- Directed by: Kenneth Kainz
- Written by: Anders Thomas Jensen Lene Kaaberbøl
- Based on: The Shamer's Daughter by Lene Kaaberbøl
- Starring: Rebecca Emilie Sattrup Peter Plaugborg Jakob Oftebro
- Cinematography: Lasse Frank Johannessen
- Music by: Jeppe Kaas
- Release date: 26 March 2015;
- Running time: 96 minutes
- Language: Danish
- Budget: ~DKK 50 million

= The Shamer's Daughter =

The Shamer's Daughter (Danish: Skammerens datter) is a 2015 Danish action fantasy film, directed by Kenneth Kainz. It was based on Lene Kaaberbøl's eponymous book.

== Plot ==
The King of Dunark has been murdered along with his pregnant wife and her 4-year-old daughter . The apparent killer is the King's elder son, Nicodemus Ravens (Jakob Oftebro), and has been found dead drunk, holding a dagger in his hand. But so long as he does not admit to his crime, he cannot be found guilty.
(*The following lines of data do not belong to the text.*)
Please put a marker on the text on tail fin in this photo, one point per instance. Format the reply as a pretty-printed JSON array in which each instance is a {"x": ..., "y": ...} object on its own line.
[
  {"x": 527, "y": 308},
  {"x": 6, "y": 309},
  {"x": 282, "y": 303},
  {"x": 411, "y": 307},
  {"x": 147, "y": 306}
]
The Master of Law sends for Melussina Tonerre (Maria Bonnevie), a "witch" who has the gift of probing someone's mind. Although she sees Nicodemus' remorse for his past behavior, she finds no shame for the royal family's slaughter. To further the trial,. Lord Drakan (Peter Plaugborg) goes and picks up Dina (Rebecca Emilie Satrup), Melussina's daughter, who has the same ability. When Dina is placed before Nico to look through his shame, she sees the same as her mother, she sees that Nico has a lot to be ashamed of, but that he has no relation to the murder of the king,

== Cast ==
- Rebecca Emilie Sattrup as Dina Tonerre
- Petra Maria Scott Nielsen as Rosa
- Peter Plaugborg as Drakan
- Maria Bonnevie as Melussina Tonerre (Dina's mother)
- Søren Malling as Master of Arms
- Roland Møller as Hannes, Master of Arm's assistant
- Jakob Oftebro as Nicodemus Ravens ("Nico")
- Stina Ekblad as Lady Lizea
- Allan Hyde as Davin
- Laura Bro as Ms. Petri
- Olaf Johannessen as Master Maunus
- Jóhann G. Jóhansson as Dres
- Adam Ild Rohweder as Aun
- Peter Hosking

== Sequels ==
The second part of the saga Skammerens Datter II: Slangens Gave finished post production in late 2018 and premiered on 24 January 2019.